Converting FLAC to WAV and keeping tags?


Having read about and then experienced an audible difference between FLAC and WAV files it looks like I am going to have to decompress my 4000+ painstakingly organized and tagged albums...

However, the metadata, at least as recognized by foobar, seems to be stripped in conversion to WAV with DBpoweramp--Artist, album, genre etc. fields are blank. Is there any fix for this? What are my options?
abdodson
I'm not an expert on this but I do have some experience. FLAC is very good for tagging (metadata). I know that WAV format doesn't have all of the tagging features of FLAC. Its a very common problem that people have when working with WAV music files. If you are looking for a really technical answer on how the 2 formats deal with tags, I'm not the one to ask. My experiance with this is just from being an end user and having the same problems myself.

I can give you some info that may make all of this a little easier. You will probably have to re tag, most, if not all of your music. One thing that many people run into is confusing metadata (tags) with folders and file names. For example, if you go into explorer and change the folder name of an album name because it is not correct, you won't see the changes in your music library. In order to see it in your library, you would need to edit the tags for that album as well.
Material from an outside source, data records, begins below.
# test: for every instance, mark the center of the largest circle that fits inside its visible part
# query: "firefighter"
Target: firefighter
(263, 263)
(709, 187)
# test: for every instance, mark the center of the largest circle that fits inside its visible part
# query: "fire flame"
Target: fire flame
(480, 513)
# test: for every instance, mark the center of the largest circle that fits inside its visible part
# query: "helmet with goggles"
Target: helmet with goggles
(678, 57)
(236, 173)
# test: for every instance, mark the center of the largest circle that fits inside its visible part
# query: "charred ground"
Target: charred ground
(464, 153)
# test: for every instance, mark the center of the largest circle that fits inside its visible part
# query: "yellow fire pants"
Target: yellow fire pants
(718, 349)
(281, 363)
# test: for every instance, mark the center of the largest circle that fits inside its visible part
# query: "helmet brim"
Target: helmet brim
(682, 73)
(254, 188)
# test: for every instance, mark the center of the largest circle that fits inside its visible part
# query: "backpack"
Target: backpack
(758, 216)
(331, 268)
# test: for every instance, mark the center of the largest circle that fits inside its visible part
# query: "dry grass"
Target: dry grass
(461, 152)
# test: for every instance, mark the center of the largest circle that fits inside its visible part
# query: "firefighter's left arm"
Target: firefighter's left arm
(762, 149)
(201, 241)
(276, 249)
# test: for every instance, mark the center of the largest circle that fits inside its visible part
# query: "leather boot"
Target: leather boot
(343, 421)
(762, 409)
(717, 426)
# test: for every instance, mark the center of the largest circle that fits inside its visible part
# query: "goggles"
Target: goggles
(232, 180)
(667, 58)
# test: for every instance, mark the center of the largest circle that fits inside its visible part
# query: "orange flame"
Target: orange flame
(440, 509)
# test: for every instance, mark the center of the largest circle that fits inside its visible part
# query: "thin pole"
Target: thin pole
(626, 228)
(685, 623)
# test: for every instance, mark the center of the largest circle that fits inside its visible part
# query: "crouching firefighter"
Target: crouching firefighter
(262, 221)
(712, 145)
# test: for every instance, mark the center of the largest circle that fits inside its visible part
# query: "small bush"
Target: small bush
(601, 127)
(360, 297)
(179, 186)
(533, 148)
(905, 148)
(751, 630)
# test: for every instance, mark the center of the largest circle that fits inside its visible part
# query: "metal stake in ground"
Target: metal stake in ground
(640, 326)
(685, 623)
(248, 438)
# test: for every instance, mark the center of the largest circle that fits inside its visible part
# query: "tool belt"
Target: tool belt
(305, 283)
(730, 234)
To save a lot of time, I'd recommend mass tagging. It can save you a lot of time. To do this you need to organize your music in your file manager first. Start with a master folder for all of your music and inside that create a folder for each genre. Inside the genre folder put artist names and inside artist names, put the albums. Once you have all of that done, you can go into a music player or tagger, do a file system view and tag from there. For example, if you have 1000 albums in your jazz folder, select the jazz folder and tag everything in it to jazz under the genre tag. You may have to still do some manual, single tagging, but the more you can get done with mass tagging, the more time you will save.

You can use Foobar for this. I recommend another free music player/tagger, as well. Its called Quod Libet. For tagging, I like it the best even though I don't use it for my main media player.
Not to be rude, but your claim of hearing an audible difference between FLAC and WAV is utter nonsense. Spend some time learning about audio file formats and compression types and you'll understand why.
Lupinethe3rd - their is a small but vocal group who steadfastly believes they hear a difference. Steve Nugent (Empirical Audio) is one of the leaders. It is kind of like arguing about power cables or various tweaks. Some people swear they hear a difference, others dismiss the claims. Did you read the 4 part series in TAS? They claimed to hear differences in bit identical files after copying them from one format to another. I just want you to know that this is a very active topic of discussion and just saying it cannot happen is not going to convince this crowd.
Lupin-

I understand that FlAC and WAV contain the same data. I do believe the difference is thought to come from imperfect decompression of FLAC on the fly by the CPU. As a psychologist by trade, I have no doubt the difference I'm "hearing" could be illusory. Never the less...

Zd -

Thanks for your input. I was afraid it would require mass re-tagging. I'll take a look at Quod.

Andrew
I just stuck to AIFF which supports meta data and is uncompressed lossless.

Some have had good results with FLAC set at 0 compression.

WAV does support meta data now IIRC but getting the software that supports it seems to be difficult.